Imagine that a detective story is the code base. In this scenario, if readers (developers) want to determine where the murder took place (what behavior needs to be changed in the code), they have to look at more than one page (the entire codebase). In such novels, too, there is often more than one plot for the reader to follow. Regardless of whether the main character is getting married or moving away, readers need to understand how the different elements on all the different pages work together to build the crime narrative. In order to find out where the murder took place, they must also make clear these multiple storylines, the murder weapon, potential suspects, the location of the murder and more.

Now imagine using a universal code search tool to find where in the novel the murder took place. Such a tool can direct readers to look at specific pages, but then readers have to go back and read all of those pages to determine if the hit is relevant to the plot they care about in the novel. And then they still have to reassemble the plot because it may not unfold in the right order or hark back to earlier passages.

But there is a better way! What if you could request a tool for the action you want and just get it back?

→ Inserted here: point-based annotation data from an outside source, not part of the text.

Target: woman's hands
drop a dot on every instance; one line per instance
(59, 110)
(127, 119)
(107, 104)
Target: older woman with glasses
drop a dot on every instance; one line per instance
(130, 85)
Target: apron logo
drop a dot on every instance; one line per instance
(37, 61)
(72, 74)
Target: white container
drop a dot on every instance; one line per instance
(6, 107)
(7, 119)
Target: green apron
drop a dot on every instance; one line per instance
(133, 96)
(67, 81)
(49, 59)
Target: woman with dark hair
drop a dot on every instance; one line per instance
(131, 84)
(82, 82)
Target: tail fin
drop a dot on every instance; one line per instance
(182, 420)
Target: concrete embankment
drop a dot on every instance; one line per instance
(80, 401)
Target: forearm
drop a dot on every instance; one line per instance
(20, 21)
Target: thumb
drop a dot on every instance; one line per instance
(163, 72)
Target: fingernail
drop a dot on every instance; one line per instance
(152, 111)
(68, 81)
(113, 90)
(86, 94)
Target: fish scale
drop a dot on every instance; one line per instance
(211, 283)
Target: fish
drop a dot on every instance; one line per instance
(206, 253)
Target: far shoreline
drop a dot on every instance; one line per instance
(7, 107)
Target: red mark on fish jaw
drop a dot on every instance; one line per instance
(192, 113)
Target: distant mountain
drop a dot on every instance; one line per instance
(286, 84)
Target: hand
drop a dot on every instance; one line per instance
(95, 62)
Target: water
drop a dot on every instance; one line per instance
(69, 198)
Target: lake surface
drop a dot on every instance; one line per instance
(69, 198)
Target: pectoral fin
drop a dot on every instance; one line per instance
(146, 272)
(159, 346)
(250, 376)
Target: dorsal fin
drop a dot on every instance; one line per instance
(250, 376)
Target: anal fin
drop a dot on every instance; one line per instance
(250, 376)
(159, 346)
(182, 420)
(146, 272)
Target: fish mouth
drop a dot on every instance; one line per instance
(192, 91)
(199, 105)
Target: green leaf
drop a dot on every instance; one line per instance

Enter the COBOL colleague.

COBOL colleague: An artificially intelligent employee

Supported by phase change software, COBOL Colleague uses a unique artificial intelligence approach to automate thought processes for developers. With the source code as the tool’s only input, COBOL Colleague provides organizations with immediate application expertise and intellectual control over their applications and systems – whether written in COBOL or (in the future) another programming language.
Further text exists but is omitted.